As described above, according to an exemplary embodiment, the OLED display 100 can arranged the OLED display modules, in which the organic emission layer 112 and the second substrate 113 are partially bent toward sides of the support film 114, on substantially the same plane to control each OLED display module 110 to display an integrated image and can physically connect the adjacent OLED display modules 110 to elastically deform the OLED display modules, such that the OLED display 100 can be easily stretched, bent, or rolled.

Further, according to an exemplary embodiment, the OLED display 100 can electrically connect the adjacent OLED display modules 100 and thus does not require a separate panel for supplying the driving power to each of the OLED display modules 100 in contrast to the standard tile-type display device, thereby forming the OLED display 100 to have a thin profile.

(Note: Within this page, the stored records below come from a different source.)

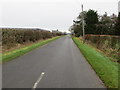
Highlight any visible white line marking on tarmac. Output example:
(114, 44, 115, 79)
(32, 72, 45, 90)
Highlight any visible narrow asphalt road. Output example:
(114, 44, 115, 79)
(3, 36, 105, 88)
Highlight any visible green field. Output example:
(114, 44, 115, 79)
(1, 36, 61, 63)
(72, 37, 118, 88)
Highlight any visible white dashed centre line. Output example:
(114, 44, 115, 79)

According to an exemplary embodiment, the OLED display can arranged at least two OLED display modules on substantially the same plane to control each OLED display module to display the integrated image and can physically connect the adjacent OLED display modules to elastically deform the OLED display modules, such that the OLED display can be easily stretched, bent, or rolled.

While this disclosure has been described in connection with what is presently considered to be practical exemplary embodiments, it is to be understood that the invention is not limited to the disclosed embodiments, but, on the contrary, is intended to cover various modifications and equivalent arrangements included within the spirit and scope of the appended claims.

Claims

1. An organic light-emitting diode (OLED) display, comprising:

at least two OLED display modules arranged in the same plane so as to be adjacent to each other,

a connection portion bonding the adjacent OLED display modules to each other; and

a flexible window substrate positioned over the OLED display modules,

wherein the OLED display modules are electrically connected to each other.

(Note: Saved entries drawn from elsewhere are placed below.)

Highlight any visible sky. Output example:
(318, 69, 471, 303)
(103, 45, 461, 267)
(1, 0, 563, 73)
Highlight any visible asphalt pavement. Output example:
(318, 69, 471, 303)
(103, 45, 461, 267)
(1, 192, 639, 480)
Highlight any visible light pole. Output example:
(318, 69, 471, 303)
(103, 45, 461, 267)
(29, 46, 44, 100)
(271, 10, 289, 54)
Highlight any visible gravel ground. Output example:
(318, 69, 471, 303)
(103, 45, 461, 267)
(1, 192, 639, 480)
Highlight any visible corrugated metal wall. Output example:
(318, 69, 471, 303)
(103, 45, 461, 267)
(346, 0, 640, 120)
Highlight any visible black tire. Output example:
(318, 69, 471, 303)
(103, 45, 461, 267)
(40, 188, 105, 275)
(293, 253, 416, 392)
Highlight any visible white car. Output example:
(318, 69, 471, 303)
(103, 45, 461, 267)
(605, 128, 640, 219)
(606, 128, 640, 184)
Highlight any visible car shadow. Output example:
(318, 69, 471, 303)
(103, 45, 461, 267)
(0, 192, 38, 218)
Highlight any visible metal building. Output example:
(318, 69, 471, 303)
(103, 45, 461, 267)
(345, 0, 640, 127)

2. The OLED display of claim 1, wherein each of the OLED display modules includes:

a first substrate;

an organic emission layer formed over the first substrate;

a second substrate formed over the organic emission layer; and

a support film positioned below the first substrate.

3. The OLED display of claim 2, wherein a cross sectional length of the first substrate is greater than that of the organic emission layer and the second substrate.

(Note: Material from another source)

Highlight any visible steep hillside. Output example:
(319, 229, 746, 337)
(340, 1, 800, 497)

4. The OLED display of claim 2, wherein the first substrate has a substantially quadrangular shape, and wherein at least one corner of the first substrate comprises a conductive area.

5. The OLED display of claim 4, wherein the adjacent OLED display modules are arranged so that the conductive areas oppose each other and wherein an insulating film is interposed between the opposing conductive areas.

6. The OLED display of claim 2, wherein the first substrate is bent so as to cover at least one side of the support film.

7. The OLED display of claim 6, wherein the organic emission layer and the second substrate are bent together with the first substrate.

8. The OLED display of claim 6, wherein at least two grooves are defined in the lower portion of the first substrate.

9. The OLED display of claim 8, wherein each of the grooves has a substantially triangular cross-section.

10. The OLED display of claim 6, wherein the adjacent OLED display modules are arranged so that the bent portions of the first substrates oppose each other and the connection portion is interposed between the bent portions of the first substrates.

11. The OLED display of claim 10, wherein the bonded part includes an amorphous conductive film.

12. The OLED display of claim 10, further comprising at least two reinforcing films, each contacting the connection portion and a corresponding one of the first substrates.